As you progress through the game, it seems that the overriding thrust is to return to a healthy looking state. You gain some clothes, your hair starts to grow back and, slowly but surely, your memory is filled by NPC chat; all the while Vattic is in God-mode, manipulating his environment with his mind. It makes for a better X-Files episode.
unfortunately, a good story does not a good game make
But, unfortunately, a good story does not a good game make. And this is where Second Sight falls down. The controls are fiddly at best. For this PC version, released nearly half a year after the console version, it seems the advantages of a mouse/keyboard combo were missed: the cursor travels across the screen at a snails pace, making moving the mouse to target new enemies a real chore. This then forces you to jerk the mouse halfway across your desk - inevitably placing your cursor miles away from your intended target.
Stealth is also frustrating, which isn't aided by a camera that seems to be designed to reveal everything except the exact spot you want.
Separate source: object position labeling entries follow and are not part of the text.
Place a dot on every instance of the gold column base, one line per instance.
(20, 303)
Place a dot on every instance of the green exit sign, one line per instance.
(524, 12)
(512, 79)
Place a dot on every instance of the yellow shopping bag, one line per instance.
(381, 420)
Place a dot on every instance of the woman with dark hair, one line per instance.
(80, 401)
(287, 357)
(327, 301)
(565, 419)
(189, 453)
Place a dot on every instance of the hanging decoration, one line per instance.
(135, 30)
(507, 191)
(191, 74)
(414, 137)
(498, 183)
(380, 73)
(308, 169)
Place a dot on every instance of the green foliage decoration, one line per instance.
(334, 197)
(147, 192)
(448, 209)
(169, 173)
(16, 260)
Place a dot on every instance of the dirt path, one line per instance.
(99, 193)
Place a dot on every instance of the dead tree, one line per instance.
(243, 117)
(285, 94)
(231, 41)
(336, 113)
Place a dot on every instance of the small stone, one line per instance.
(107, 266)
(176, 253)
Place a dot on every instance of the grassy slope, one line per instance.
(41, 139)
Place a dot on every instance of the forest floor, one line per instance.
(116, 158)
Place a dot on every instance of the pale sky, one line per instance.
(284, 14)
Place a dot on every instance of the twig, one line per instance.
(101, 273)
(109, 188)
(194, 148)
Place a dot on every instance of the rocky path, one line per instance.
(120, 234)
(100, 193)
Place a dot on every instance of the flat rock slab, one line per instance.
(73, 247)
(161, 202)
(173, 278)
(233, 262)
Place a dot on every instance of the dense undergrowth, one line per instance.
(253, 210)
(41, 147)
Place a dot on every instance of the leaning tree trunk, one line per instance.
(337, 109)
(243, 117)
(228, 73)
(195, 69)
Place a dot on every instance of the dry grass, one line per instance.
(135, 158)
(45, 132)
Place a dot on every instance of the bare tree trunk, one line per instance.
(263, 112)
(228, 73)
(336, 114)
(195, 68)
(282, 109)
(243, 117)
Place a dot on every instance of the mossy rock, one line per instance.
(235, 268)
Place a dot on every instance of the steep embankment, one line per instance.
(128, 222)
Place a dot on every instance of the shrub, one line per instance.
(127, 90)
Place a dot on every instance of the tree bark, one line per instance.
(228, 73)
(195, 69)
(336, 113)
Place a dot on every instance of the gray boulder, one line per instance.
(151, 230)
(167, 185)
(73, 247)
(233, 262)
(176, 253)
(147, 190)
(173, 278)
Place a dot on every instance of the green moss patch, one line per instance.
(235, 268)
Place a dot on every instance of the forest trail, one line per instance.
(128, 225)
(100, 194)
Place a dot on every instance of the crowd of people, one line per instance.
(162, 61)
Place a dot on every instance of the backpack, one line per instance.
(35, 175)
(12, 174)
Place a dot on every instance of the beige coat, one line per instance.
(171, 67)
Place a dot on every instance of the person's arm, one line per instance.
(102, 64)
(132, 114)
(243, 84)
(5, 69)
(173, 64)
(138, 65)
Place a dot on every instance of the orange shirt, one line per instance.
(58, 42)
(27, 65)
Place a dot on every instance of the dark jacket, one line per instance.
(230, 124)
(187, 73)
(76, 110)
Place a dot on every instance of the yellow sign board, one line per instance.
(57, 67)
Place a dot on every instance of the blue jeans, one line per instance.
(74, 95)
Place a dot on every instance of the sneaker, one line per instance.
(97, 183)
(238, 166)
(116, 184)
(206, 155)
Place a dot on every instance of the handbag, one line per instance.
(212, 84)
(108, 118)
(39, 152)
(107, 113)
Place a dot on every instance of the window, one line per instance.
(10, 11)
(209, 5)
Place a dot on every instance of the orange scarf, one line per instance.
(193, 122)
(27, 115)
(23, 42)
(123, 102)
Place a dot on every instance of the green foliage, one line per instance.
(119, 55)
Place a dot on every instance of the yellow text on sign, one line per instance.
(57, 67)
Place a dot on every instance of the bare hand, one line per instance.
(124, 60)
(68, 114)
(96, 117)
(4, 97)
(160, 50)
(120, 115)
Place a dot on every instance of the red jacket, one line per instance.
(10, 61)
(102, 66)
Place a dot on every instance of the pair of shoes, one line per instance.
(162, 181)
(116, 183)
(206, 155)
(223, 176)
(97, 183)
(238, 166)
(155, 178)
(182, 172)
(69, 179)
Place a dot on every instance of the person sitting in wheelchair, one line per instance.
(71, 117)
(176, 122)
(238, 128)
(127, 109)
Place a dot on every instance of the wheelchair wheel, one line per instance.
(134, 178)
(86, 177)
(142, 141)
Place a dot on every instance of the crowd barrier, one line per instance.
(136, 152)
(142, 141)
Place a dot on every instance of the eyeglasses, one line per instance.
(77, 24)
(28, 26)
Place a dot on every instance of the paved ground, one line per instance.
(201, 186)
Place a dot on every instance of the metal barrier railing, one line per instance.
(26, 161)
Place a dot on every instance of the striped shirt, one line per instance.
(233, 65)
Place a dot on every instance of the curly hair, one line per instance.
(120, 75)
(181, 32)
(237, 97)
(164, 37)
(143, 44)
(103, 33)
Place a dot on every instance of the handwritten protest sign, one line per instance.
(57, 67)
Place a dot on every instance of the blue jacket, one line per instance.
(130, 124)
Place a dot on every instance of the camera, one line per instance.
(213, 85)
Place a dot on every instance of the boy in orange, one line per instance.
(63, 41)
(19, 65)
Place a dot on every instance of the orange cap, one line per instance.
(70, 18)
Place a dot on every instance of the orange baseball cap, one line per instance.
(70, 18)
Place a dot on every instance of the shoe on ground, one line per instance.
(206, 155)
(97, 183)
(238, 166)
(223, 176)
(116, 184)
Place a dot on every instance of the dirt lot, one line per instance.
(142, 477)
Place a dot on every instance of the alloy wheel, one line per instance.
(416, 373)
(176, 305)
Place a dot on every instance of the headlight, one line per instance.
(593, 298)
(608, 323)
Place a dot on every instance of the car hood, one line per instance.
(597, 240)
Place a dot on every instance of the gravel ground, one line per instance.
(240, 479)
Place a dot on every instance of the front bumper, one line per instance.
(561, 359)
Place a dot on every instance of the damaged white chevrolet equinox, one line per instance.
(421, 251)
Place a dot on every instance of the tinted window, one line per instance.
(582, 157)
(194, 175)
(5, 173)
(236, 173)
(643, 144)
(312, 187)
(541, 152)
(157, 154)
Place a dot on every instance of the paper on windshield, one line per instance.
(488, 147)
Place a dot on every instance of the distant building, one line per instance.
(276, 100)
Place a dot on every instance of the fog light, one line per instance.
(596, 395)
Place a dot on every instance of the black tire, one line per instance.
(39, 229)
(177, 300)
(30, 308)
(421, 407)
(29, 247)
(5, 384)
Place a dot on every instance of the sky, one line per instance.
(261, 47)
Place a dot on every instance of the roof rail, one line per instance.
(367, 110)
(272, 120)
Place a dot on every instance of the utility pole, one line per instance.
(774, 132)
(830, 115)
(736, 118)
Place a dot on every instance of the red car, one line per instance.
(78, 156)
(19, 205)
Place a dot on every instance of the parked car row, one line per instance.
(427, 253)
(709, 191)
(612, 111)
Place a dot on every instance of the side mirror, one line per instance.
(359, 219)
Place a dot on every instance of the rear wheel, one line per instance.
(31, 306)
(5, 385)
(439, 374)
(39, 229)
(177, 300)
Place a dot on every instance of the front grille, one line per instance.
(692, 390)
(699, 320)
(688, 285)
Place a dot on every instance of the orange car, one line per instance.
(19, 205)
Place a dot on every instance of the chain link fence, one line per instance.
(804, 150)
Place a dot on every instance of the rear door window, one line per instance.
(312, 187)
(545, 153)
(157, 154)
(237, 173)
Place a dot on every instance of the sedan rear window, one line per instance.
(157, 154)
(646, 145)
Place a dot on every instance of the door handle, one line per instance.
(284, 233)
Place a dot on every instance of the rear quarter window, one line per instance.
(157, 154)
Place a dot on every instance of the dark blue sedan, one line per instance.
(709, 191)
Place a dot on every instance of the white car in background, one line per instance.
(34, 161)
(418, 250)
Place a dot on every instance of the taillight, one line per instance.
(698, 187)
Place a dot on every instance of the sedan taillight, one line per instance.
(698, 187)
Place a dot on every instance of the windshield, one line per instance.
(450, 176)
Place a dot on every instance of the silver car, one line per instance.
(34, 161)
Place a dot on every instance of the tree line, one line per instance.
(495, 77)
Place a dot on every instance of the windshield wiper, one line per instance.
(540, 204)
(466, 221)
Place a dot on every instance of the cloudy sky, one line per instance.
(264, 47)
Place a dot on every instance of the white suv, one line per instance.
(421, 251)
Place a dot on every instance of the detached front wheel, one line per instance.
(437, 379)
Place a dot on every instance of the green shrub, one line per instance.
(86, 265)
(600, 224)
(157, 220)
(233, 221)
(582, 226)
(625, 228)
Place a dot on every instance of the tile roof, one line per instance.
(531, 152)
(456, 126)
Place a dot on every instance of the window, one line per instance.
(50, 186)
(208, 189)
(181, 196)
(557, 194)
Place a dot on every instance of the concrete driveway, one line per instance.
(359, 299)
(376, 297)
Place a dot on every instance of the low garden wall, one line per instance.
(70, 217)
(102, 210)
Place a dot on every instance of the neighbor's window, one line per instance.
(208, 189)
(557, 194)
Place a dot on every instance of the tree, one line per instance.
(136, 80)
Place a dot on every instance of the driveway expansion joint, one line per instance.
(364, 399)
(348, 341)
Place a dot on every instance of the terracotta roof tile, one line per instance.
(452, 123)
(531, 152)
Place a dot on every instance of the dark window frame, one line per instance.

Being a third-person game, the camera often reveals nothing of your surrounding environment when in stealth mode, which persistently involves putting your back against a wall and nothing more.
Hiding from enemies for five minutes isn't my idea of fun. Using the environment to distract guards, in ways Free Radical didn't imagine, is - and an opportunity is lost here. You can use your telekinesis power to throw a bin at a guard and that's as adventurous as it gets until much later in the game. The physics are half the quality of Half-Life 2, the possibilities a far cry from, erm, Far Cry.
In fact, the poor stealth sections threaten to ruin the entire game. Many people will give up before these sections fade out in favour of more action oriented events brought on by a full compliment of psychic powers. The balance is the wrong way round.
The graphics are basic for the PC, reminiscent of the cut-scenes found in the TimeSplitters games. This, unfortunately, adds to the feeling that the game has been thrown across the console court without consideration of the PC opponent that awaits it. On the three consoles the aesthetics suits the game perfectly; on PC, post Half-Life 2/ Doom 3, they look two years old.
It's also a fairly easy game. You psychic power bar quickly refills, so there is no problem using your powers to heal whenever you are in trouble. An average gamer will get a weekend worth of bin throwing and guard distracting, max, which, incidentally, feels just about right for a game that gets as close to a 200 page interactive sci-fi/thriller novel as any game I've seen.